Sanità pubblica, Zingaretti libera le esternalizzazioni. Ugl sul piede di guerra
Secondo il sindacato le attività mediche non possono essere affidate a soggetti esterni diversi da quelli destinatari dell'autorizzazione all'esercizio e dell'accreditamento istituzionale
Zingaretti libera le esternalizzazioni, il sindacato Ugl sul piede di guerra. "Le attività mediche delle strutture sanitarie - scrive la presidente Ugl Rosa Roccatani in una nota - ,non possono essere esternalizzate o comunque affidate a soggetti esterni (persone fisiche o giuridiche) diversi da quelli destinatari dell’autorizzazione all’esercizio e dell’accreditamento istituzionale.
Conseguentemente, possono essere esternalizzate o comunque affidate a soggetti esterni (persone fisiche o giuridiche) le sole attività di servizi generali di supporto (servizi: cucina, lavanderia, sterilizzazione, disinfezione) nonché quelli di trasporto infermi e frigo emoteca”; Revoca anche il punto che entra nel merito alla “Gestione delle risorse umane”, dispone: “E' indispensabile che tutti i ruoli e le posizioni funzionali siano ricoperti da personale in possesso dei titoli previsti dalla normativa vigente.

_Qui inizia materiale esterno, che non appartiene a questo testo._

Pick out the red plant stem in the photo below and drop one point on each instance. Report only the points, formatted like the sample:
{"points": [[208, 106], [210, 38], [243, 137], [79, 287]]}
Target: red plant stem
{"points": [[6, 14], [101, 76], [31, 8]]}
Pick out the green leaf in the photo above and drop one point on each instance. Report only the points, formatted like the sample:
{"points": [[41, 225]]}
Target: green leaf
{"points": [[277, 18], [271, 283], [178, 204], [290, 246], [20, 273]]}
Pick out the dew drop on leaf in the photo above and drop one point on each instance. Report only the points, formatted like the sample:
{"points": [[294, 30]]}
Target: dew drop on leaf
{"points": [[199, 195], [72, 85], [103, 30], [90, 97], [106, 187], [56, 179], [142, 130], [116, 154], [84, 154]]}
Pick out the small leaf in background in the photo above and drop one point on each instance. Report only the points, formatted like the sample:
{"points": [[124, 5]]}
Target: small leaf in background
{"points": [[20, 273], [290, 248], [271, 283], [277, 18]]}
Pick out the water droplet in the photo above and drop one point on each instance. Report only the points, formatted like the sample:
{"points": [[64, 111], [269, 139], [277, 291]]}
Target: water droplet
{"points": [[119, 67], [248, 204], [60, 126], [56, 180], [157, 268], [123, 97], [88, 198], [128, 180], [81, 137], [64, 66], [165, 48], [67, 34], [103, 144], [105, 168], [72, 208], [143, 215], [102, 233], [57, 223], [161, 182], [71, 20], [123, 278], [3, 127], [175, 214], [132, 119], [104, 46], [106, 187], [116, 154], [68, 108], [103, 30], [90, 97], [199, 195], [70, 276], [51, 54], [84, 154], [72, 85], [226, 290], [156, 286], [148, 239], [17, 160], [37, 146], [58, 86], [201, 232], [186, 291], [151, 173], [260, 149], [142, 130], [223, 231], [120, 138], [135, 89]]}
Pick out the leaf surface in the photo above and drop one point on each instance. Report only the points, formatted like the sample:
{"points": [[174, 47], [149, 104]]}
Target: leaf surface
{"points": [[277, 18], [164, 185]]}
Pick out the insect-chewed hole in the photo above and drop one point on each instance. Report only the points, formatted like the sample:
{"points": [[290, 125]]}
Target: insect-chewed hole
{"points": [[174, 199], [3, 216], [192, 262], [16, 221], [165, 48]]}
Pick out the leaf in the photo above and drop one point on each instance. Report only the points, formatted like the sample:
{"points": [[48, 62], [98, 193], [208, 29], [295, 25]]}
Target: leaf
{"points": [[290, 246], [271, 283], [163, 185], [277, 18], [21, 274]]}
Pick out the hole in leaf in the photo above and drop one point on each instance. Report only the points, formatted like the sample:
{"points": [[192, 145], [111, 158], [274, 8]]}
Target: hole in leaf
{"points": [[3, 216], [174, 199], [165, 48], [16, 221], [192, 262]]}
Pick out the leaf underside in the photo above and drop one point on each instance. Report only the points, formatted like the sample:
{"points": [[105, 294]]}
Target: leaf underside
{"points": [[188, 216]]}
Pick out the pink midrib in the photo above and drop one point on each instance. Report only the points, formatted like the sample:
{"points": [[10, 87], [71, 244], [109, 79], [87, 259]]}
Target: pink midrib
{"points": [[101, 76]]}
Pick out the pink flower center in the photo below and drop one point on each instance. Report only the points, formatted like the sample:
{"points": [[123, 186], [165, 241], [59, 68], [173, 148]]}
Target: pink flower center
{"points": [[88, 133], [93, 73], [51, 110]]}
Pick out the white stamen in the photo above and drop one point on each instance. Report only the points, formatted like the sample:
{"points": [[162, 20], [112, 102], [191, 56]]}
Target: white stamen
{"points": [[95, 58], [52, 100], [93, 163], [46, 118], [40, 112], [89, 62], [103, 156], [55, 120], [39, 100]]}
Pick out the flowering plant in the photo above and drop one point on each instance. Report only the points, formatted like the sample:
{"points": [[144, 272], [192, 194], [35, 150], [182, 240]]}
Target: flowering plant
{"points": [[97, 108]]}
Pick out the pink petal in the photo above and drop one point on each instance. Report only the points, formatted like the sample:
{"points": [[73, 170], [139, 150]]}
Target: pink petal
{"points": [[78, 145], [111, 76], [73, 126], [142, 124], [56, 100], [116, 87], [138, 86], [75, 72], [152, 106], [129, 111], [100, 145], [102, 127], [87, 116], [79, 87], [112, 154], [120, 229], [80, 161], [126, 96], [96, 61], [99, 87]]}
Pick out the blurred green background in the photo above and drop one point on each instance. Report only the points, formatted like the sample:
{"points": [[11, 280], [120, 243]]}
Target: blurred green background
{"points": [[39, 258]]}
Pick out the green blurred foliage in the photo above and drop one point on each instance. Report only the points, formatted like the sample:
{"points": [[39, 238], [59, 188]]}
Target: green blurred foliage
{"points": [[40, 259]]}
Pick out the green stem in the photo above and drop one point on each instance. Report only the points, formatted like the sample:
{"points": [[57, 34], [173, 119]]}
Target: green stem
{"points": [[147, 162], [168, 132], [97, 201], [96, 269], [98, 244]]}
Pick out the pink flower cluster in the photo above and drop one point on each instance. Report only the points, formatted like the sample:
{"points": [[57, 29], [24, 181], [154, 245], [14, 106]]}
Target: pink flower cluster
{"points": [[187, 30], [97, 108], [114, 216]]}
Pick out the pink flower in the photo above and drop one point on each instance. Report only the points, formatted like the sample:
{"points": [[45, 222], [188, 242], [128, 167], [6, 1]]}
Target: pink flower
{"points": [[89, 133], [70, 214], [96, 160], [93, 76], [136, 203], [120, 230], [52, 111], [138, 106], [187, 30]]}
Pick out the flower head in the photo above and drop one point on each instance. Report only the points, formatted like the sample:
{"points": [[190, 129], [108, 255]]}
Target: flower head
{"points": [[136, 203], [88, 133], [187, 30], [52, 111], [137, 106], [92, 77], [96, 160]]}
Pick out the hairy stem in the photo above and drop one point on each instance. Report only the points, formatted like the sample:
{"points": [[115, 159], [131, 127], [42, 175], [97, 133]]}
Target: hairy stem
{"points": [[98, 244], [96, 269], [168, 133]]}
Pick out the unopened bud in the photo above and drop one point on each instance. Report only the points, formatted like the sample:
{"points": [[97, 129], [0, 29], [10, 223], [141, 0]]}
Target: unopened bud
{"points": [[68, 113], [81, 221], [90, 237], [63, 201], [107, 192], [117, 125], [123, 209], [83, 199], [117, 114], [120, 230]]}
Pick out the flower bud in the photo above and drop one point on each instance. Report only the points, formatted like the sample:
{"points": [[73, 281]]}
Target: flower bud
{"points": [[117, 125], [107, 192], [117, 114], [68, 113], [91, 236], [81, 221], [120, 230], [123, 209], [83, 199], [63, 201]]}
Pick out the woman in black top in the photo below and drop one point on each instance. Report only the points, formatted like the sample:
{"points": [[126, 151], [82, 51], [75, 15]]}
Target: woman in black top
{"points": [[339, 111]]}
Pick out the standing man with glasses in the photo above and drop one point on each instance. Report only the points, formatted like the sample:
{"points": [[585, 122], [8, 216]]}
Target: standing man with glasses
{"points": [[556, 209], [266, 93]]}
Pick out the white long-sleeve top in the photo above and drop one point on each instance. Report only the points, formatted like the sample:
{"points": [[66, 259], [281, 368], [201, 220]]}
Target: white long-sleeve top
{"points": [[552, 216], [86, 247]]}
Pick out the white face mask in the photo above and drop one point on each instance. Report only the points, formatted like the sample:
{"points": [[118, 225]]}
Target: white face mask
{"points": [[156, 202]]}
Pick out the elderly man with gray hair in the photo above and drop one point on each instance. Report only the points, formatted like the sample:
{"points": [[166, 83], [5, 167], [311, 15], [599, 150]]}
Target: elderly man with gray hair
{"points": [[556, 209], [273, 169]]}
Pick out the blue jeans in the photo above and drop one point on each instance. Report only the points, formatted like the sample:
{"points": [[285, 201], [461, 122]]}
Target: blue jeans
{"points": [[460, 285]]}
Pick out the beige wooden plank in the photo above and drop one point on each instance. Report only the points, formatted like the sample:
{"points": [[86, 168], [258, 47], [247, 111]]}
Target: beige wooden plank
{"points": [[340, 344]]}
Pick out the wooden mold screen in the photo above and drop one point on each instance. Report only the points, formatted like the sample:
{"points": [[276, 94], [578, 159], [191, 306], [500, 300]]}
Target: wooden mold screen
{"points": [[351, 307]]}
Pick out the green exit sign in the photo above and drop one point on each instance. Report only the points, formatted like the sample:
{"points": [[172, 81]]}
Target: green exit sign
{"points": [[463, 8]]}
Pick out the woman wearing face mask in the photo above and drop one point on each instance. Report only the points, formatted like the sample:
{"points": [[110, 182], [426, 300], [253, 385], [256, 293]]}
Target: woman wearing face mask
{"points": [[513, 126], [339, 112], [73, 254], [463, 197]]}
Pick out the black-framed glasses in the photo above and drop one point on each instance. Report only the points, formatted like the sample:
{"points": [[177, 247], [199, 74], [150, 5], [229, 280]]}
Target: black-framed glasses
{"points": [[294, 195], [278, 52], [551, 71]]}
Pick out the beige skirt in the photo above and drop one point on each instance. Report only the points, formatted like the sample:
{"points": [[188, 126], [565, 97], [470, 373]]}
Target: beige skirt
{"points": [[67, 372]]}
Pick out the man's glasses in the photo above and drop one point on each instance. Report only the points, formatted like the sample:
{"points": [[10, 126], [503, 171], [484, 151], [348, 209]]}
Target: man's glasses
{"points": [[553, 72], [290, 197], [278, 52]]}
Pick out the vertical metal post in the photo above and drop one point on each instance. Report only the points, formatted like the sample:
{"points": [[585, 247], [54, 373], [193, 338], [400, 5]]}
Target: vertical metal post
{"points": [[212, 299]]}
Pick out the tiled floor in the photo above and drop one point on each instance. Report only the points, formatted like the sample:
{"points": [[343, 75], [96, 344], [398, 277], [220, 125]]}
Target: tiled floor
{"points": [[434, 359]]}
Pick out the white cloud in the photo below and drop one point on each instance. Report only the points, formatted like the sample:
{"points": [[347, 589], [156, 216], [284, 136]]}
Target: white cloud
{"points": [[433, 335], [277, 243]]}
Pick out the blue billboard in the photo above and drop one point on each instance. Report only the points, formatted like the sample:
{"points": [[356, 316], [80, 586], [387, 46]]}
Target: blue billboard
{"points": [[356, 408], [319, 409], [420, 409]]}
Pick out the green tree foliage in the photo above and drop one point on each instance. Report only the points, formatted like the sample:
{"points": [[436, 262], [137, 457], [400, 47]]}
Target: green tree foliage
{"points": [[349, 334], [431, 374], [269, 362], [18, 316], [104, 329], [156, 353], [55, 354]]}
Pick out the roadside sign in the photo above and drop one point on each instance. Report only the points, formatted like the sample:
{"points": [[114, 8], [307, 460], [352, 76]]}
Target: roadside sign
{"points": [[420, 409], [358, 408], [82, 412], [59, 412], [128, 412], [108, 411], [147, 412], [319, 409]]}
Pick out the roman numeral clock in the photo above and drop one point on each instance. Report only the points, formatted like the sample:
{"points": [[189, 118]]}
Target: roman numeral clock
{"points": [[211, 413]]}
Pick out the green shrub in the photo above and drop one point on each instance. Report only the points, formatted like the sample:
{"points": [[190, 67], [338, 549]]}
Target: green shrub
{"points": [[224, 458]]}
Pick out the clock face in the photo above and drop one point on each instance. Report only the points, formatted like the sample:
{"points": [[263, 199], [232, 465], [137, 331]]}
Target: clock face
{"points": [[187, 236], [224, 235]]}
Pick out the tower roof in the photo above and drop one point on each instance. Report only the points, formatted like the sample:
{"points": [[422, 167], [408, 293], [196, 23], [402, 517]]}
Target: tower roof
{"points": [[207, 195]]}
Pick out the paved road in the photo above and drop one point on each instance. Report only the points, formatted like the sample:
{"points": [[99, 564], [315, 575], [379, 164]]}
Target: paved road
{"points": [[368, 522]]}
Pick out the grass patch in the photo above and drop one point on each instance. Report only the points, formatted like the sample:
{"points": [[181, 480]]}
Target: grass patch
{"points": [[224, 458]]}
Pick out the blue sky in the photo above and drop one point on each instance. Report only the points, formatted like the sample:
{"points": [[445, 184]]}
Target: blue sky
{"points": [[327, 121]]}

Fatti salvi i casi diversamente disciplinati dal presente provvedimento, tutti i ruoli e le posizioni funzionali previsti nelle strutture sanitarie devono essere ricoperti da personale proprio della struttura, in possesso dei titoli previsti dalla normativa vigente, escludendo il ricorso all’esternalizzazione o comunque all’affidamento dell’attività o parti di essa a soggetti esterni (persone fisiche o giuridiche) Con tale provvedimento, se bene interpretato dalla UGL sanità, cessano obblighi e regole disciplinanti il SSR e la sanità pubblica assume definitivamente connotato privatistico. A significare, liberalizzazione all’esternalizzazione del servizio sanitario pubblico – liberalizzazione di tutti i ruoli e delle posizioni funzionali previste. A significare che, la revoca delle citate norme, abrogano l’ultimo tassello che garantiva stabilità lavorativa e diritti dei lavoratori professionisti. A significare un salto indietro di almeno 60 anni, forsanche di più, quando il posto di lavoro lo assicurava il politico di turno, in cambio della rinuncia della libertà politica ideologica.